Mit diesem bemerkenswerten Fest verdunkeln sich meine Erinnerungen an das Lager und an Berlin. Erst in Oldenburg werden sie wieder ans Licht krauchen. So schließe ich denn heute, mit guten Wünschen an alle und die Welt zum Weihnachtsfest und das Jahr 2009.

19.12.2008

Hans

Berlin-Lichtenrade 1945

Gestern sprach ich mit Gottfried, nachdem ich seine "Dichtung und Wahrheit " gelesen hatte. Er erlaubte mir einige Korrekturen und Ergänzungen.

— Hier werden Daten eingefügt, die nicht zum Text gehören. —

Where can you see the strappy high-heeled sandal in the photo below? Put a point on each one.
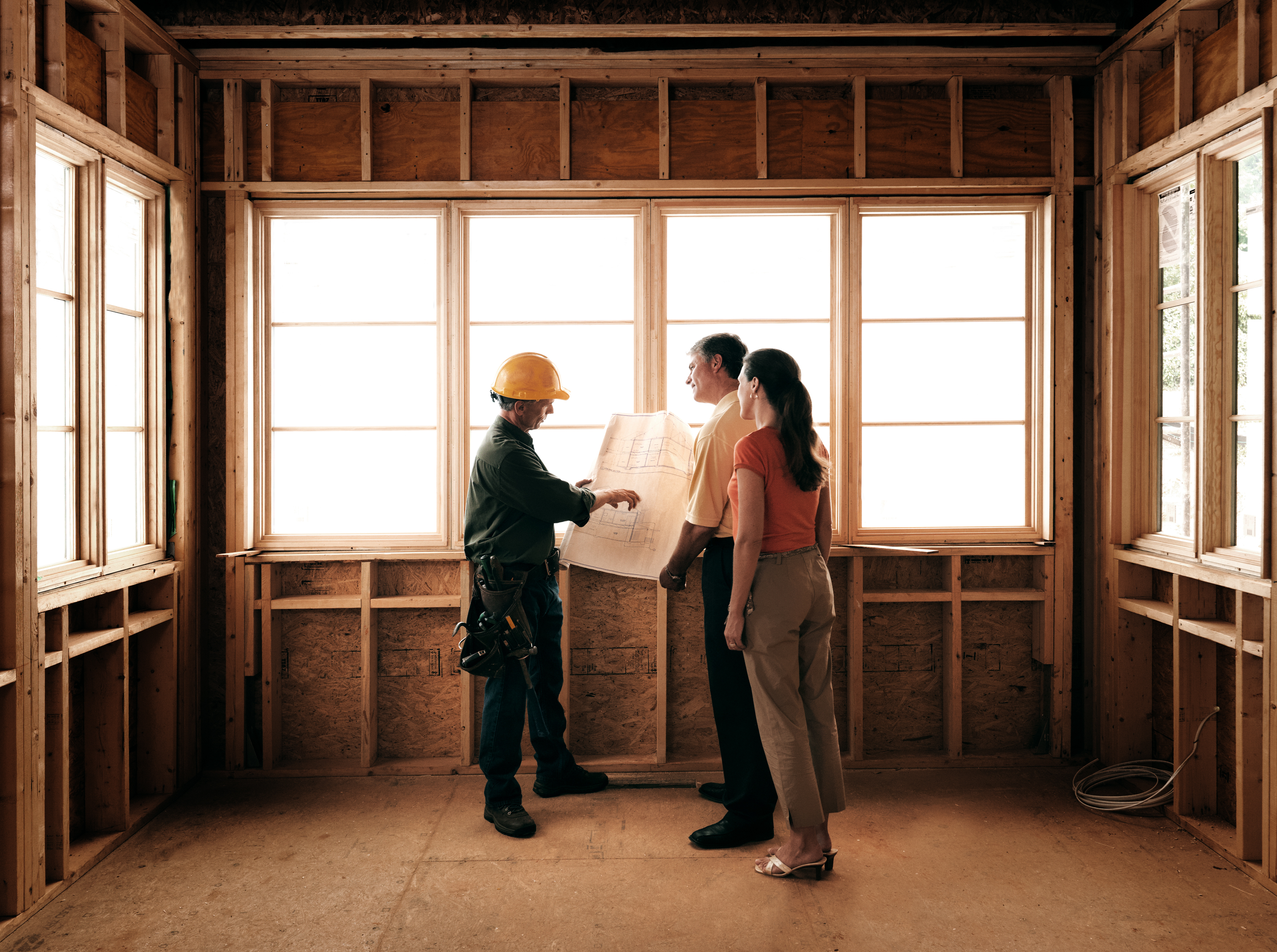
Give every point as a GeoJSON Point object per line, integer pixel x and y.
{"type": "Point", "coordinates": [776, 867]}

Also, Wir haben nicht in irgendeinem Vorgarten eine Edeltanne abgesägt. Wir sind von Lichtenrade zusammen mit Ernst und von unserer Barackenleitung geliehener Säge nach Tempelhof mit geliehenen Fahrrädern gefahren und haben in einer Ruinengegend vor den Trümmern einer Villa den Baum abgesägt. Und natürlich geklaut. Und da wir im Grunde ja beim Stehlen und Organisieren aus der Übung gekommen waren, hatten wir zur Eile auch Schiss, mit dem Erfolg, dass wir die Säge liegen gelassen haben. Und das gab dann hinterher den Knatsch: Nicht mit einem Baumeigentümer, sondern mit dem Lagerchef und Verleiher der Säge. Das war schlimm genug!

An unsere "Brotrationennebenverdienste" konnte Gottfried sich nicht mehr besinnen. Er war trotz seiner "inneren Größe" doch noch klein. Also: Lichtenrade hatte zwei Barackenlager, ungefähr einen Kilometer auseinander, aber nur eine Küche, und die war bei uns. Dann gab es einen Ackerwagen mit dem zum Mittagessen die großen Metallbehälter ins andere Lager gefahren werden mussten. Aber es gab keine Pferde. Und so übernahmen Heinz, Ernst und ich den Transport. Heinz an der Deichsel, einer hinten links und der andere rechts schiebend oder in die Speichen greifend, je nachdem ob es eben oder bergig war. Dafür bekamen wir doppelte Portion an Maisbrot und hin und wieder noch irgendetwas anderes zu essen.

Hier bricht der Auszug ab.